A survey of 400 CEOs found that 77 percent are very confident in the growth prospects of their companies over the next three years.
 
NEW YORK — A new survey of 400 US chief executive officers has found that 77 percent are “very confident” in the growth prospects of their companies over the next three years, up from 46 percent a year ago. The finding was part of “Growing Pains: 2018 US CEO Outlook,” a report published by KPMG.

Despite the confidence shown by CEOs in their growth prospects, only moderate growth is predicted for US companies. According to KPMG, 51 percent of US CEOs said they expect top-line revenue growth to be less than 2 percent over the next three years, while 49 percent expect growth to be in the 2 percent to 5 percent range.

Digging deeper into growth strategies, the KPMG survey found that among US CEOs, 23 percent are pursuing strategic alliances, 23 percent mergers and acquisitions, 22 percent organic growth, 18 percent joint ventures and 15 percent outsourcing.

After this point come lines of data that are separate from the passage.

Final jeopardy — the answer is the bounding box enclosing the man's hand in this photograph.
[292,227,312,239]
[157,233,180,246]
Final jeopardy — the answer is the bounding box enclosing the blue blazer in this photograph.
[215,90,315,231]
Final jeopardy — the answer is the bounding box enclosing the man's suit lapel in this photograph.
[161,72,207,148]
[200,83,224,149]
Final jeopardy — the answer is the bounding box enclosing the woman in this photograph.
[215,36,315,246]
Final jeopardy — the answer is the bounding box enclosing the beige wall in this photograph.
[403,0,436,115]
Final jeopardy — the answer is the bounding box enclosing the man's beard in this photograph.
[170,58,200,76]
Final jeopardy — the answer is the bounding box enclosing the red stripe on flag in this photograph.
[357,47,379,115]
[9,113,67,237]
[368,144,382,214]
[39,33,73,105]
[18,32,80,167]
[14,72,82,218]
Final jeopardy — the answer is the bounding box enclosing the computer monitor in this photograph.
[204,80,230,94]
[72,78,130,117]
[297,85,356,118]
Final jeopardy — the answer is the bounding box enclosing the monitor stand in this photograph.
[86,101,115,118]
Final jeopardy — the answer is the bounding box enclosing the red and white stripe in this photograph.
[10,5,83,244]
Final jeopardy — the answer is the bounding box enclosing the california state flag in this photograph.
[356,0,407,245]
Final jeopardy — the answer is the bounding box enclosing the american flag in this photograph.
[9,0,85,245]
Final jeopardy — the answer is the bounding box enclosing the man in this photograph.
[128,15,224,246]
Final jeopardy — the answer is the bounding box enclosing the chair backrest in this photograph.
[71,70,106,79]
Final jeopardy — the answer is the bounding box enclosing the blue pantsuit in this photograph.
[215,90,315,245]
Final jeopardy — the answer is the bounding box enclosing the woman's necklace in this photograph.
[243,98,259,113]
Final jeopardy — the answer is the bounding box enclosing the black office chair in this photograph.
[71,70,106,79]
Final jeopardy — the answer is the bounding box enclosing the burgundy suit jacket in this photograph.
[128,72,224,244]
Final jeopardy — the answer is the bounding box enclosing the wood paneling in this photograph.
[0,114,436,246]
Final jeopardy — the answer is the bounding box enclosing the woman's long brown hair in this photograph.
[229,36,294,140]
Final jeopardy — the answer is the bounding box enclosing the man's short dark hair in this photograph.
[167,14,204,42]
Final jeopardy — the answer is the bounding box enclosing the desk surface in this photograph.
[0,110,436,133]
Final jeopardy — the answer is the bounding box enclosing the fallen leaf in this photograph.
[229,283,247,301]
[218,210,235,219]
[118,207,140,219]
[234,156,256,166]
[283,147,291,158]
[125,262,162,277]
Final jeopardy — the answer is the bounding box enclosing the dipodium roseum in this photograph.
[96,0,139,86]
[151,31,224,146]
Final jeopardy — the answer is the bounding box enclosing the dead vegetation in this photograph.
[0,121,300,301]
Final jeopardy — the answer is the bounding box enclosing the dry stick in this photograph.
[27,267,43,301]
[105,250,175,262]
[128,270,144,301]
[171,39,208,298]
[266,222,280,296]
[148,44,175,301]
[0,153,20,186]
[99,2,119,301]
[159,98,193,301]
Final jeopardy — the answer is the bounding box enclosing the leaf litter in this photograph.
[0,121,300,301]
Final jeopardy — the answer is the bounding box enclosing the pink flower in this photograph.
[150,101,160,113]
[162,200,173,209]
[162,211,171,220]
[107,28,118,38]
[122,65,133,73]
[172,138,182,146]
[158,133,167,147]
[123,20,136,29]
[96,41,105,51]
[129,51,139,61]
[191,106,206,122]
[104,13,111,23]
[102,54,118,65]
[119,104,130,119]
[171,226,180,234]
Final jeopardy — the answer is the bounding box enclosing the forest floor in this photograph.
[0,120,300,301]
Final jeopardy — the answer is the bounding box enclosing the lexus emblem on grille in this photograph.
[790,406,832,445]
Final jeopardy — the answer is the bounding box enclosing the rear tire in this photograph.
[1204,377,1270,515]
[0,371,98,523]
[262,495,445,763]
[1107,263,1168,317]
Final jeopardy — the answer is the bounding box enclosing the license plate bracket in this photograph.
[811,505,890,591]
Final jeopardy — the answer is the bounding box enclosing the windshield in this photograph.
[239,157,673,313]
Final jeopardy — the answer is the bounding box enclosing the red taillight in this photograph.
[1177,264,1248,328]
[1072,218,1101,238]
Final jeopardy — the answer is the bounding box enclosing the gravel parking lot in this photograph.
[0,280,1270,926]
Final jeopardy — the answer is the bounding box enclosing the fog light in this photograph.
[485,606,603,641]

“Riding the tailwinds of tax reform and regulatory relief, US CEOs are primed to aggressively pursue growth through M&A activity, overseas expansion, and investments in innovation and collaboration,” said Lynne Doughtie, chairman and CEO of KPMG US. “They are highly confident in their business prospects and their ability to both disrupt the sectors in which they operate and handle risks head-on.”

To achieve their growth strategies CEOs are planning several actions relating to innovation and collaboration, the survey said. Potential actions include setting up accelerator or incubator programs for start-up firms (46 percent), making products and services available via online providers (43 percent) and partnering with third-party providers (42 percent).

Asked to identify the greatest threats to their organization’s growth, the CEOs surveyed said cybersecurity risk, at 33 percent, is the top concern. Other threats included emerging/disruptive technology risk (20 percent), operational risk (14 percent), environmental/climate change risk (7 percent), return to territorialism (7 percent), and regulatory risk (5 percent).

“Some are still in a mode of implementing foundational elements of their programs, the basic blocking and tackling activities that are required to achieve a base level of security,” said Tony Buffomante, leader for cyber security services at KPMG US “But, we are also seeing a lot more discussions today around longer-term sustainability of cyber risk mitigation versus point security projects.”